Divisioni anche sull’adesione alla manifestazione contro il riarmo
A Strasburgo, durante la plenaria del Parlamento Europeo, è passata una risoluzione che propone di valutare l’uso dei fondi del Next Generation EU anche per le politiche di difesa comune. Il voto, avvenuto per alzata di mano e dunque non tracciabile, ha generato nuovi momenti di tensione all’interno del Partito Democratico, evidenziando ancora una volta divisioni già emerse in passato.
La maggioranza della delegazione PD, guidata da Nicola Zingaretti, si è espressa contro la proposta, prendendo una posizione distinta rispetto al gruppo dei Socialisti europei. Tuttavia, secondo una ricostruzione pubblicata da Il Tempo, due europarlamentari dem, Giorgio Gori ed Elisabetta Gualmini, avrebbero votato a favore della risoluzione.
Assente al momento del voto, per via di un impegno istituzionale a Bruxelles, la vicepresidente del Parlamento Europeo Pina Picierno se presente, avrebbe sostenuto la proposta.

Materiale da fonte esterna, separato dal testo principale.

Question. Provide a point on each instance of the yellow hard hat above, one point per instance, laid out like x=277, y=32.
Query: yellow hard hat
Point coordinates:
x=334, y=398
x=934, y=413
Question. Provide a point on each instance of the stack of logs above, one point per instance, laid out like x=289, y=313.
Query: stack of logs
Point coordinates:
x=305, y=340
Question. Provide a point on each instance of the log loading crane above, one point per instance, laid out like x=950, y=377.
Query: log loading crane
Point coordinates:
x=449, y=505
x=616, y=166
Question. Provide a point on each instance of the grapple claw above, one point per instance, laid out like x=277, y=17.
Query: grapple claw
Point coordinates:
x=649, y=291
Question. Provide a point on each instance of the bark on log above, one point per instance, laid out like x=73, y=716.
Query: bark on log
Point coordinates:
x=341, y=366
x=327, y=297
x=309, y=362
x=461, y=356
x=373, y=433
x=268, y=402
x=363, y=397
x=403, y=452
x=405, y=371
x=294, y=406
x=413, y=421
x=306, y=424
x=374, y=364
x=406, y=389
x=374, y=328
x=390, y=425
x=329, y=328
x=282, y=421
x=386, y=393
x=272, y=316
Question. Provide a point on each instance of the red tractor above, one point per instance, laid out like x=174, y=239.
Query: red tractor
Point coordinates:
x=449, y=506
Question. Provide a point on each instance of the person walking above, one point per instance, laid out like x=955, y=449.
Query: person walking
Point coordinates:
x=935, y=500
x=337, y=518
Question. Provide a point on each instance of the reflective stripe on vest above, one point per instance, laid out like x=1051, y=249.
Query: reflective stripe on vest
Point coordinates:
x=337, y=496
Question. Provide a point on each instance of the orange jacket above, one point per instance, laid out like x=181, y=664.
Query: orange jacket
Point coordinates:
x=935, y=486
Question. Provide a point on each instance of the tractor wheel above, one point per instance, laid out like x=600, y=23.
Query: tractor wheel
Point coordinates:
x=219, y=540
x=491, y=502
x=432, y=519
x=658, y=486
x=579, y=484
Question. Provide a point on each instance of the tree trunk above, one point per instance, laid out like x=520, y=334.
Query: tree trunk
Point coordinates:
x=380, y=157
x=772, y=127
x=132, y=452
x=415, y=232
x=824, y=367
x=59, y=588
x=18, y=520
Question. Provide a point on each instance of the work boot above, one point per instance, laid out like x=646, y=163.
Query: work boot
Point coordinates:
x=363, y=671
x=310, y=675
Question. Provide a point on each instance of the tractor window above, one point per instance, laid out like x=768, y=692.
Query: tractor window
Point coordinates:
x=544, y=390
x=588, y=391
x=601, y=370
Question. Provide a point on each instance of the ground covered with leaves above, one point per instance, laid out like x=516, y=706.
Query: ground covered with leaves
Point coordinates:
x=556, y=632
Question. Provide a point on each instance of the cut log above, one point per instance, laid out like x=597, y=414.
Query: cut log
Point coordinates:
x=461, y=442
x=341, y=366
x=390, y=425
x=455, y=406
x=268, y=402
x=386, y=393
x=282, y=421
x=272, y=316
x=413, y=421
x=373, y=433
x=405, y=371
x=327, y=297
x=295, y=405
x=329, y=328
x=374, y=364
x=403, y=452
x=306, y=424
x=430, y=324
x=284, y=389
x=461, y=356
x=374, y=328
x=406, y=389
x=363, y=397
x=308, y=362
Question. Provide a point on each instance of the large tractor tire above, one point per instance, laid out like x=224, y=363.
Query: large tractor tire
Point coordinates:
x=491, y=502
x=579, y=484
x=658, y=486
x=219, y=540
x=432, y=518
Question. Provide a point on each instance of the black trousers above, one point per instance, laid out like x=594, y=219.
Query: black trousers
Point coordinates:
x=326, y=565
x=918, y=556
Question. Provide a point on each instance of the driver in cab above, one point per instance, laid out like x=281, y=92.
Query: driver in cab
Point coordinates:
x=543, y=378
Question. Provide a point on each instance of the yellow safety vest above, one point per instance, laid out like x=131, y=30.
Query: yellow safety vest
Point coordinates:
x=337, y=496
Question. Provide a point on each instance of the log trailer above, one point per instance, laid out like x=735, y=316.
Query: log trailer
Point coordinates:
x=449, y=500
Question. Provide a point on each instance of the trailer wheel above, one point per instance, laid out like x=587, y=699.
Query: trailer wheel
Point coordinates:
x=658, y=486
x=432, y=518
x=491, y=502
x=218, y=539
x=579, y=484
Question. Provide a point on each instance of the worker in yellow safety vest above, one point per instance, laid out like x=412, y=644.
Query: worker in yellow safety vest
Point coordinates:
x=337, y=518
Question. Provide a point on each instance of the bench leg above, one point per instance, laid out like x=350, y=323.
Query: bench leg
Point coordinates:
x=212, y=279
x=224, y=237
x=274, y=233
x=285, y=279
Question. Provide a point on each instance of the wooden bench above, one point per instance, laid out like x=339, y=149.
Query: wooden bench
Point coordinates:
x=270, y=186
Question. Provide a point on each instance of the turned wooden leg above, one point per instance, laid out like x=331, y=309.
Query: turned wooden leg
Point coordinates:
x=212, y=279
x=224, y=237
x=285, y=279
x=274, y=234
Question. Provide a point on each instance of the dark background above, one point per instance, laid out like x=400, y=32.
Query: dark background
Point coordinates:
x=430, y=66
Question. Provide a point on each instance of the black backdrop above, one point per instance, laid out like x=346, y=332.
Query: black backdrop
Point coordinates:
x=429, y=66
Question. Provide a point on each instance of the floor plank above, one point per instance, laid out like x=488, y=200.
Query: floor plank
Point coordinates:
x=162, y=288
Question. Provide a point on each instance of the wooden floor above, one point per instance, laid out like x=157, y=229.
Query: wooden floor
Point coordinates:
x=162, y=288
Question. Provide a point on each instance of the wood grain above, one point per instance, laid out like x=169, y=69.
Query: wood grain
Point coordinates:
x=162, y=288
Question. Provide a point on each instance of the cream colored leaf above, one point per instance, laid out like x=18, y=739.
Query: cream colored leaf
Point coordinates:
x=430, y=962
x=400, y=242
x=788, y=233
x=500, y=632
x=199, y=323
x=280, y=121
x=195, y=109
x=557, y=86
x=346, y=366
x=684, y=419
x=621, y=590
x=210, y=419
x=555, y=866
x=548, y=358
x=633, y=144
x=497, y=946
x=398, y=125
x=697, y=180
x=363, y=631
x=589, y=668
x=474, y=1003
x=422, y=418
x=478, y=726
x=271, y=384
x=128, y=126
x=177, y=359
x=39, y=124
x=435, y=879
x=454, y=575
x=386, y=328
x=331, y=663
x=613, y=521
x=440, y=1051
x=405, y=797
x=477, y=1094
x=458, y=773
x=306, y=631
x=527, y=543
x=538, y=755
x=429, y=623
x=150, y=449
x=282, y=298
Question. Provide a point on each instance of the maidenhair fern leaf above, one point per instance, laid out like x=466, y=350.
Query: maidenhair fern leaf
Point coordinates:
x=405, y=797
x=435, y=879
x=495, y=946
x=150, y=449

Il tema della difesa europea continua così a creare divergenze. Zingaretti ha spiegato così la posizione contraria: «L’Europa ha bisogno di un nuovo modello di difesa comune per la sua sicurezza, ma va fatto con risorse aggiuntive e debito comune». Movimento 5 Stelle e Alleanza Verdi e Sinistra si sono opposti alla risoluzione, ritenendo non condivisibile la destinazione di fondi originariamente pensati per la ripresa economica post-pandemia.
La manifestazione contro il riarmo
Ma le posizioni interne al PD si dividono anche in vista della manifestazione del 21 giugno contro il riarmo europeo. Alcuni esponenti del partito, tra cui Arturo Scotto e Laura Boldrini, saranno presenti.
L’area riformista, invece, ha preso le distanze dall’iniziativa. A esprimere le proprie riserve è stata la stessa Picierno: «Mi pare un po’ difficile confondere il lavoro che stiamo facendo in Europa per migliorare il piano di sicurezza e difesa comune», ha dichiarato all’Adnkronos, «con l’adesione, qualunque sia la forma, ad una manifestazione che ne contesta radicalmente i suoi principi. È un corto circuito destinato a minare la credibilità della nostra politica estera e ad isolarci dal contesto di scelte che si stanno assumendo».